Private strand flush not complete
"Private strand flush not complete" messages are being populated to the alert log for unknown
reasons.
ALERT LOG EXAMPLE:
>>>
Fri May 19 12:47:29 2006
Thread 1 cannot allocate new log, sequence 18358
Private strand flush not complete
Current log# 7 seq# 18357 mem# 0: /u03/oradata/bitst/redo07.log
Thread 1 advanced to log sequence 18358
Current log# 8 seq# 18358 mem# 0: /u03/oradata/bitst/redo08.log
<<<
>>
The message means that we haven't completed writing all the redo information to the log when we are trying to switch. It is similar in nature to a "checkpoint not complete" except that is only involves the redo being written to the log.
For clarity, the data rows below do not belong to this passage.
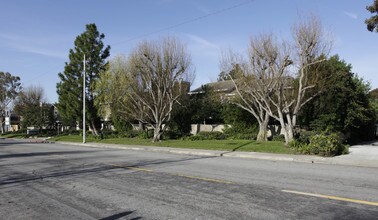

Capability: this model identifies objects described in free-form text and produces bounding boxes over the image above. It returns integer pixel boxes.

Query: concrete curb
[52,142,378,168]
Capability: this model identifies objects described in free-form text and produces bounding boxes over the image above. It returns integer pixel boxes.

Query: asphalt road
[0,140,378,219]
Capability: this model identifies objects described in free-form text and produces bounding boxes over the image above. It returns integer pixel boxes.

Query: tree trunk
[89,120,98,136]
[152,126,161,142]
[256,113,269,141]
[278,113,294,145]
[138,121,144,131]
[0,116,4,134]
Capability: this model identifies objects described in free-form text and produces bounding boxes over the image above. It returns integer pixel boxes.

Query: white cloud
[0,33,67,58]
[343,11,358,19]
[186,34,220,51]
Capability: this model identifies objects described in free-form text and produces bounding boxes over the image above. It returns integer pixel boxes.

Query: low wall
[190,124,283,137]
[190,124,225,135]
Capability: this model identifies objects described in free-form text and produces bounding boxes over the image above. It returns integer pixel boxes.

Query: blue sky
[0,0,378,102]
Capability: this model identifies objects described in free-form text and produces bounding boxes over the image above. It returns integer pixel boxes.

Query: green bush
[272,134,285,142]
[188,131,226,141]
[289,133,348,157]
[308,133,348,157]
[224,126,258,140]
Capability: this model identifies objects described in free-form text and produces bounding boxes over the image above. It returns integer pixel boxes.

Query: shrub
[224,126,258,140]
[188,131,226,141]
[289,133,348,157]
[272,134,285,142]
[308,133,347,157]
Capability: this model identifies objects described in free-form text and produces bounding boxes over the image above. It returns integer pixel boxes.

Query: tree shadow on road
[0,151,89,159]
[100,211,142,220]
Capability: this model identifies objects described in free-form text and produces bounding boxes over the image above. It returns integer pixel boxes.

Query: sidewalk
[56,141,378,168]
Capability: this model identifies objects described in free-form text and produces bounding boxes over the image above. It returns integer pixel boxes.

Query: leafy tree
[0,72,22,133]
[369,88,378,122]
[300,56,375,143]
[218,63,243,82]
[57,24,110,135]
[365,0,378,32]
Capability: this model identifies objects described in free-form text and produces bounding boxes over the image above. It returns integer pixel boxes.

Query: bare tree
[124,37,193,142]
[223,17,332,143]
[14,86,50,129]
[221,45,276,141]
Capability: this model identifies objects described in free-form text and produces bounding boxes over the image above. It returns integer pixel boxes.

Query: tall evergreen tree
[365,0,378,32]
[57,24,110,135]
[0,71,22,133]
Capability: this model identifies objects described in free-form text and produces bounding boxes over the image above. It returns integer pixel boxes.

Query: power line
[113,0,255,45]
[24,0,255,90]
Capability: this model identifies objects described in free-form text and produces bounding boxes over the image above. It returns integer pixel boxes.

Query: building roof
[189,80,235,95]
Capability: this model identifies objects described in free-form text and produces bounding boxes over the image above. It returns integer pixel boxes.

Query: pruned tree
[124,37,193,142]
[223,34,291,141]
[57,24,110,135]
[365,0,378,32]
[14,86,54,129]
[95,55,135,131]
[0,72,22,133]
[223,17,332,143]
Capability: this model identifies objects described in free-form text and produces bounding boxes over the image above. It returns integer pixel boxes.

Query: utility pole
[83,54,86,144]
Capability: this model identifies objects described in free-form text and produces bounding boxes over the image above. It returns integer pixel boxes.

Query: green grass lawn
[51,135,295,154]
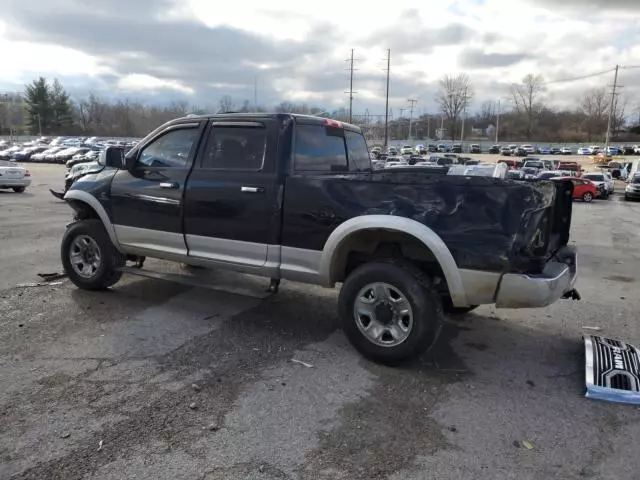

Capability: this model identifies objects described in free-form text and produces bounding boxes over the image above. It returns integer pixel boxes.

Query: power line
[542,68,616,85]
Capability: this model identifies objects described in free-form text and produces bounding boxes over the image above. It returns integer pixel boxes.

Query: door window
[201,126,267,171]
[138,128,198,168]
[295,125,348,172]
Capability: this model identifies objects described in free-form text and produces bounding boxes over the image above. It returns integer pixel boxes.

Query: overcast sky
[0,0,640,114]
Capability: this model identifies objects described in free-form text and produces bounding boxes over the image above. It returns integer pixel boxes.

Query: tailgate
[511,181,573,274]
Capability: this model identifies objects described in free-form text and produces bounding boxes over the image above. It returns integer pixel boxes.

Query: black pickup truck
[61,114,577,363]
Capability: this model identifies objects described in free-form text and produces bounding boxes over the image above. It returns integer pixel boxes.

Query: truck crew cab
[61,114,577,363]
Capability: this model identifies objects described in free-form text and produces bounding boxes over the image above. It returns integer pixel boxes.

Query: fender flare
[64,190,120,250]
[320,215,467,306]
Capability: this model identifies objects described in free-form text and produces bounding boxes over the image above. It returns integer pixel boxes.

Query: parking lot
[0,165,640,480]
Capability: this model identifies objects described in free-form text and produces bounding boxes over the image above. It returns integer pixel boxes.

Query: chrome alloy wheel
[69,235,102,278]
[353,282,413,347]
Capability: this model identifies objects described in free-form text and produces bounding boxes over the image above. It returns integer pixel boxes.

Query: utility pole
[460,87,467,148]
[496,100,500,143]
[349,48,353,123]
[253,75,258,111]
[407,98,418,140]
[384,48,391,148]
[604,65,620,157]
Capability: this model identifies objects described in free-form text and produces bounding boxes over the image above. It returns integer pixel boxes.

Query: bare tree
[435,73,473,140]
[511,73,544,140]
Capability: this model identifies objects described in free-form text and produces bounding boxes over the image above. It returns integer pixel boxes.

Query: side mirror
[98,147,125,168]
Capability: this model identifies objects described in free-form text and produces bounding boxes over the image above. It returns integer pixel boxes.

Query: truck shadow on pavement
[3,280,609,479]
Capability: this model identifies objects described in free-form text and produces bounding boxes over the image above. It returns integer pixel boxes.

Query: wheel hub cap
[69,235,102,278]
[353,282,413,347]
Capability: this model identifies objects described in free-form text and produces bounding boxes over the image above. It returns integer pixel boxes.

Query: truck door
[111,122,201,255]
[184,117,280,268]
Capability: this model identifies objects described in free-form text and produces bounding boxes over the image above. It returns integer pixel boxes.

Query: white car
[0,161,31,193]
[400,145,413,155]
[578,147,593,155]
[582,172,615,193]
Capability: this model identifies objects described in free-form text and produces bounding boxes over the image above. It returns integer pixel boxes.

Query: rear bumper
[0,177,31,188]
[496,246,578,308]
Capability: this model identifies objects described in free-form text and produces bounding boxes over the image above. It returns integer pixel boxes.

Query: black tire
[338,259,445,365]
[60,219,127,290]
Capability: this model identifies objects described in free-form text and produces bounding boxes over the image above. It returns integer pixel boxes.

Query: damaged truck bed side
[61,114,577,363]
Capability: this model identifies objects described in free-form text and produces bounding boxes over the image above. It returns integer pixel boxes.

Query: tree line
[0,74,640,142]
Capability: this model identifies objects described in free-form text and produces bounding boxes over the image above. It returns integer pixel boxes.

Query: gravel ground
[0,165,640,480]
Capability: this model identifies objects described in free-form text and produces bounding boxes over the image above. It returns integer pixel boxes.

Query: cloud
[458,48,532,69]
[0,0,640,113]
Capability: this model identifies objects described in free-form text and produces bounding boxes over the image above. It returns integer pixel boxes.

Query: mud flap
[584,335,640,405]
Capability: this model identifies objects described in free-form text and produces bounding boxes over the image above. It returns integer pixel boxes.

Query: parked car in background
[0,160,31,193]
[582,172,615,194]
[552,177,598,203]
[557,162,582,177]
[511,147,529,157]
[0,145,23,160]
[504,170,524,180]
[624,174,640,200]
[538,170,563,180]
[400,145,413,155]
[523,157,545,170]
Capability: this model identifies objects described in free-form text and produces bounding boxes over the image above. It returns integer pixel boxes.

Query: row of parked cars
[0,137,136,164]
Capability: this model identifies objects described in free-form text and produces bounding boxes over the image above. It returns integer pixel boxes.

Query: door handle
[240,187,264,193]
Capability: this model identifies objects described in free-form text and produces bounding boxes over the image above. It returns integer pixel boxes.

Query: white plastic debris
[291,358,313,368]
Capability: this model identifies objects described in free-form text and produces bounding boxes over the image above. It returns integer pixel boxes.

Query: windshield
[584,175,604,182]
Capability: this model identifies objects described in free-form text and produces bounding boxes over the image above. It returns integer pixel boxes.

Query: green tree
[50,78,73,134]
[24,77,53,134]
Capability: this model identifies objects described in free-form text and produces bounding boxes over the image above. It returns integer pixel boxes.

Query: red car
[552,177,598,202]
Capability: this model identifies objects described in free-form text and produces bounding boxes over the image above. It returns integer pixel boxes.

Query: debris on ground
[520,440,533,450]
[38,272,67,282]
[584,335,640,405]
[291,358,313,368]
[16,282,63,288]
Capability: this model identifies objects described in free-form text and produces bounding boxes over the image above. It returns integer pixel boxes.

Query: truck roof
[168,112,362,133]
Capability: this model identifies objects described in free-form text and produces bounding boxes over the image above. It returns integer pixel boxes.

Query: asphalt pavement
[0,165,640,480]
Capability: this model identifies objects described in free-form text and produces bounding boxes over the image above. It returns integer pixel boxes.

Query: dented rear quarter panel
[282,172,570,272]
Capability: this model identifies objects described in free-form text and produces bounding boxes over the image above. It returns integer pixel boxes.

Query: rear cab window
[294,123,371,173]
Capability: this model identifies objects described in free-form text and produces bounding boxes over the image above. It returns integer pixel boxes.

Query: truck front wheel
[338,259,444,364]
[60,219,127,290]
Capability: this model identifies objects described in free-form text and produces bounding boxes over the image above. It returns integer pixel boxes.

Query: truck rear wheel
[61,219,127,290]
[338,259,444,365]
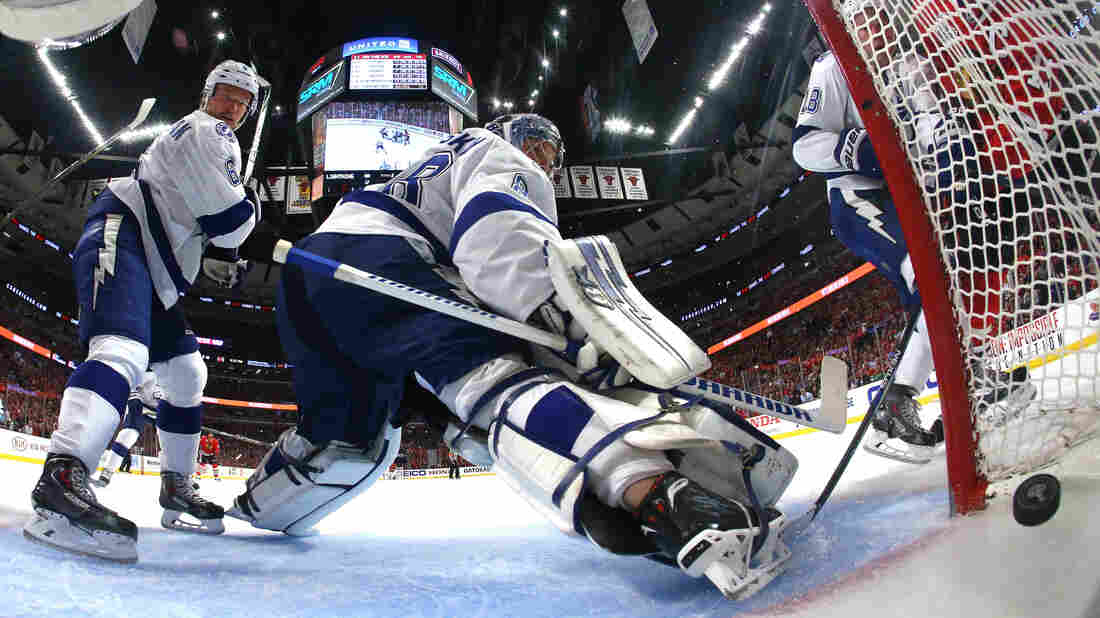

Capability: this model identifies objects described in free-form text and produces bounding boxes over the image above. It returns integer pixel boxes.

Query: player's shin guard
[227,422,402,536]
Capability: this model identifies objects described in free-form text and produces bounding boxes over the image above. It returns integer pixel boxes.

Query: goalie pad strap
[551,412,664,507]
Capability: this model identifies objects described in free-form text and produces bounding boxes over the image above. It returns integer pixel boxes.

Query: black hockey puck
[1012,474,1062,526]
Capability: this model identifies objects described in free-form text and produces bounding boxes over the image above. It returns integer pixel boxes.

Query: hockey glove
[532,294,634,390]
[202,246,252,289]
[835,129,882,178]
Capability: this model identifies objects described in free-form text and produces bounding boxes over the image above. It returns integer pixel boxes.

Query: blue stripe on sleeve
[451,191,558,260]
[198,198,255,239]
[138,180,191,294]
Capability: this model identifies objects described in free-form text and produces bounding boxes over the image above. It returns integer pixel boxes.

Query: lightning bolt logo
[91,214,122,310]
[844,190,898,244]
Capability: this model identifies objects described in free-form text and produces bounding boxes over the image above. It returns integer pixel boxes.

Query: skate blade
[161,509,226,536]
[864,429,936,465]
[23,510,138,564]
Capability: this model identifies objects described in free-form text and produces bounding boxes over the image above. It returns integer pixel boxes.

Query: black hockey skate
[638,472,791,599]
[23,454,138,563]
[91,467,114,487]
[161,471,226,534]
[864,384,943,464]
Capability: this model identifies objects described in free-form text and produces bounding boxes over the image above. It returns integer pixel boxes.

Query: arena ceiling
[0,0,827,305]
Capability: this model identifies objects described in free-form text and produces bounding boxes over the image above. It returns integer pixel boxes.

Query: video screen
[314,101,462,172]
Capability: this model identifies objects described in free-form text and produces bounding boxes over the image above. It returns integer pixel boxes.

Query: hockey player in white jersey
[23,60,260,562]
[793,0,1034,463]
[91,372,164,487]
[227,114,796,598]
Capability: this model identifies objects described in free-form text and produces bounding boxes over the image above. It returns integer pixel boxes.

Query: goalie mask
[485,113,565,176]
[199,60,260,131]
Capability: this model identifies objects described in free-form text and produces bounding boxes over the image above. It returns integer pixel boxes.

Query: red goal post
[804,0,987,514]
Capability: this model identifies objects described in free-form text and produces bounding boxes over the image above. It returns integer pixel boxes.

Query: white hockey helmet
[200,60,260,129]
[485,113,565,170]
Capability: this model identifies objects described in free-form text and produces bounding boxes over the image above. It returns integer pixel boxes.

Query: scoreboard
[349,54,428,90]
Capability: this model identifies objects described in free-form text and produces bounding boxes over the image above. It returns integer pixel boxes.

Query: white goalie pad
[547,236,711,388]
[226,423,402,537]
[597,387,799,507]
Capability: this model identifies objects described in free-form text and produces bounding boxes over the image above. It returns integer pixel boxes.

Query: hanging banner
[286,176,311,214]
[623,0,657,64]
[622,167,649,200]
[550,169,573,198]
[569,165,600,199]
[596,166,624,199]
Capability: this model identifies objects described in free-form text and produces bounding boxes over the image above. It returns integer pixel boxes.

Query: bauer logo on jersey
[802,88,822,114]
[213,122,237,142]
[512,174,527,198]
[226,158,241,187]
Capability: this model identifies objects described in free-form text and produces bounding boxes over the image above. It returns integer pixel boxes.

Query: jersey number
[382,152,454,208]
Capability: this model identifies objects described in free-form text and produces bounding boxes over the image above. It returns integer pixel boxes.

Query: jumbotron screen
[314,101,462,172]
[348,54,428,90]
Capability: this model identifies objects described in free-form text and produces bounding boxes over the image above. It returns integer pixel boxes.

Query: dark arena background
[0,0,1100,618]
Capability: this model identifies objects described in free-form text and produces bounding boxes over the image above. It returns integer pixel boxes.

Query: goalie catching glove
[530,294,634,390]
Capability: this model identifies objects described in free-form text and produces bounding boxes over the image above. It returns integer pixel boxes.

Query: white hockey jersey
[793,52,943,190]
[108,110,255,307]
[317,129,561,320]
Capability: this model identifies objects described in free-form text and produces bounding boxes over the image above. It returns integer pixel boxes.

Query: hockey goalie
[228,114,798,598]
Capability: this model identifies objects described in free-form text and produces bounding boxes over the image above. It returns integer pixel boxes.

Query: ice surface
[0,410,1100,618]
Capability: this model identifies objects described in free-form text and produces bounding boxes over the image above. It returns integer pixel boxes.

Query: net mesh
[834,0,1100,481]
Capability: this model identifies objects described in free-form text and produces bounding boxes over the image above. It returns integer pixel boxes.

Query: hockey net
[806,0,1100,512]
The log switch can not occur until all of the redo has been written.
A "strand" is new terminology for 10g and it deals with latches for redo .
Strands are a mechanism to allow multiple allocation latches for processes to write redo more efficiently in the redo buffer and is related to the log_parallelism parameter present in 9i.
The concept of a strand is to ensure that the redo generation rate for an instance is optimal and that when there is some kind of redo contention then the number of strands is dynamically adjusted to compensate.
The initial allocation for the number of strands depends on the number of CPU's and is started with 2 strands with one strand for active redo generation.
For large scale enterprise systems the amount of redo generation is large and hence these strands are *made active* as and when the foregrounds encounter this redo contention (allocated latch related contention) when this concept of dynamic strands comes into play.
There is always shared strands and a number of private strands .
Oracle 10g has some major changes in the mechanisms for redo (and undo), which seem to be aimed at reducing contention.
Instead of redo being recorded in real time, it can be recorded 'privately' and pumped into the redo log buffer on commit.
Similary the undo can be generated as 'in memory undo' and applied in bulk.
This affect the memory used for redo management and the possibility to flush it in pieces.
The message you get is related to internal Cache Redo File management.
You can disregard these messages as normal messages.
When you switch logs all private strands have to be flushed to the current log before the switch is allowed to proceed.
These messages are not a cause for concern unless there is a significant gap in seq# between the "cannot allocate new log" message and the "advanced to log sequence" message.
This issue is infact not a bug and is expected behavior.
In some cases, this message can be resolved by increasing db_writer_process value.